Perhaps most surprisingly, Ayashi claimed that Omar's arrival at Sana'a University had been "arranged" by a fellow Sudanese professor, who by then had moved to Sharjah, in the United Arab Emirates. That professor apparently convinced the medical faculty of Mohammed's exceptional ability of conducting autopsies and decades of experience, allowing him to enter easily.

===Feign death===
The family of Zainab Saud Aziz, one of the girls Omar was convicted of killing, were so furious with the decision of the Yemeni government to not postpone the execution of their family member's killer so they could witness it, that they publicly stated their disbelief of his execution. The mother, Karimah Motlak, stated that a request to put a phone next to Omar's head so she could recognize his voice, as well as a photo of the body after the execution, was denied. Coupled with the fact that they were refused knowledge of where he would be buried, this made them suspect that another man had suffered his fate. The uncle, Hassan Sabeeh Motlak, expressed his belief that an officer from the Sudan Liberation Army, one Romil Jonet So, was the actual person executed by authorities.

===Scapegoat===
After the execution, rumors spread across Sana'a, particularly in the bazaars, that Mohammed Adam Omar had been nothing but a simple scapegoat for a wider sex-and-murder scandal, involving figures from the high society. The most widespread one was that the morgue housing the women's bodies collected them from exclusive brothels in Sana'a, which often have high-level client protection, a practice well known across the Middle East. The government under Ali Abdullah Saleh vigorously denied that anything was amiss with the trial, constantly pointing towards the fact that Omar had pleaded guilty at trial.
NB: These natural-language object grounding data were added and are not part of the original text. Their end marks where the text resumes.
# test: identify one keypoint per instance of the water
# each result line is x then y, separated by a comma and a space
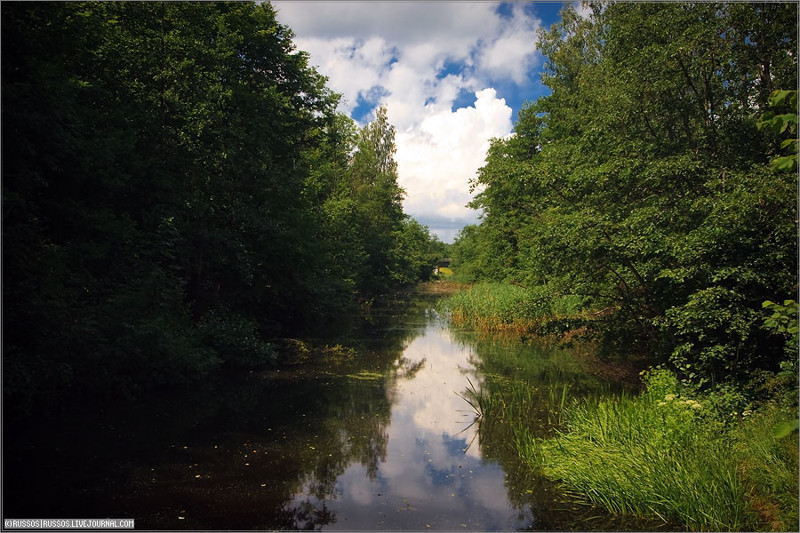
384, 441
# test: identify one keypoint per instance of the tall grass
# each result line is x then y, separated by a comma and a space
666, 455
503, 307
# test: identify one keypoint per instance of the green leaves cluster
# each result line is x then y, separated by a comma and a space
647, 182
177, 191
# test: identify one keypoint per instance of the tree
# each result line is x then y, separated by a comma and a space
641, 181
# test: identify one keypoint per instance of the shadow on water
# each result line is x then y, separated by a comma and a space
385, 441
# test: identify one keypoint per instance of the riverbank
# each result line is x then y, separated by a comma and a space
643, 454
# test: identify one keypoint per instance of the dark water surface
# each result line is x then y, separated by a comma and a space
383, 441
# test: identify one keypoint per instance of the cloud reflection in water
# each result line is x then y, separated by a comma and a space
433, 475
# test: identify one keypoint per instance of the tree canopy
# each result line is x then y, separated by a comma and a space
644, 182
178, 191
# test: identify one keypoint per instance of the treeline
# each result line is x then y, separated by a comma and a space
178, 191
657, 181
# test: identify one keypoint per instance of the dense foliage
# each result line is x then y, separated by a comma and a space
655, 181
178, 191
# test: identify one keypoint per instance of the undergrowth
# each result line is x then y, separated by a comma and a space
507, 308
670, 453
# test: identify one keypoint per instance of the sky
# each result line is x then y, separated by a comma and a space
453, 75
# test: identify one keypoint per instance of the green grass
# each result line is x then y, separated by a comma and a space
503, 307
666, 455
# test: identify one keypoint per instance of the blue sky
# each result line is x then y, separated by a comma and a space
452, 74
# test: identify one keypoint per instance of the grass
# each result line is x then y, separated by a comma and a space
503, 307
666, 455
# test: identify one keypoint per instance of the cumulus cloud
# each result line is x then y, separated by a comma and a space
420, 59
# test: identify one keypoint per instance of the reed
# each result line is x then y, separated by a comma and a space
665, 454
507, 308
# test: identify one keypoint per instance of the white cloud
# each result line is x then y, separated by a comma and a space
394, 53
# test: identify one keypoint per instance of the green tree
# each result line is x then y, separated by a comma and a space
642, 180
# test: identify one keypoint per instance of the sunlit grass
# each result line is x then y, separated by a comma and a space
663, 455
503, 307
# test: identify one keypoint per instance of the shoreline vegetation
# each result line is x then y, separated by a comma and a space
645, 455
648, 203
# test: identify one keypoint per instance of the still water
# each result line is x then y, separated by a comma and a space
384, 440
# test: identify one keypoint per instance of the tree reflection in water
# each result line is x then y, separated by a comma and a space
379, 442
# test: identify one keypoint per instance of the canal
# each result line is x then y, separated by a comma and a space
383, 438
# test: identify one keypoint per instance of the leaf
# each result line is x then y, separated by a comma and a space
785, 162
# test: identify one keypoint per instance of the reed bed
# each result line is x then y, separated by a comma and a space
666, 455
507, 308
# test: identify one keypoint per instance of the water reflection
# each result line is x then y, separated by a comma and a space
381, 442
429, 475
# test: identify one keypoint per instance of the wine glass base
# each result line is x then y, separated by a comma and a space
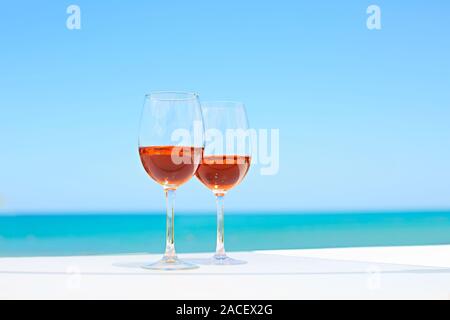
169, 264
224, 260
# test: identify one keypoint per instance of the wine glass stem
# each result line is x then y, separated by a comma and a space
220, 248
170, 238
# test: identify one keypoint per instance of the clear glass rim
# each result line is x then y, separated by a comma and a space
222, 103
171, 95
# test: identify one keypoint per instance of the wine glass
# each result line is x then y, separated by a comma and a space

According to Omar's attorney, Mohammed Ali al-Khatib, he was allowed very little alone time with his client, away from police and prosecutors, only managing to get five to six minutes together. Mohammed Adam was about to present a different account of the events, when agents from the shadowy organization known as the Political Security Agency burst in, and abruptly ended the interview. That was the last time al-Khatib got to talk to Omar, and he expressed his view that one day the truth will be revealed, showing that Mohammed Adam Omar had never killed anybody.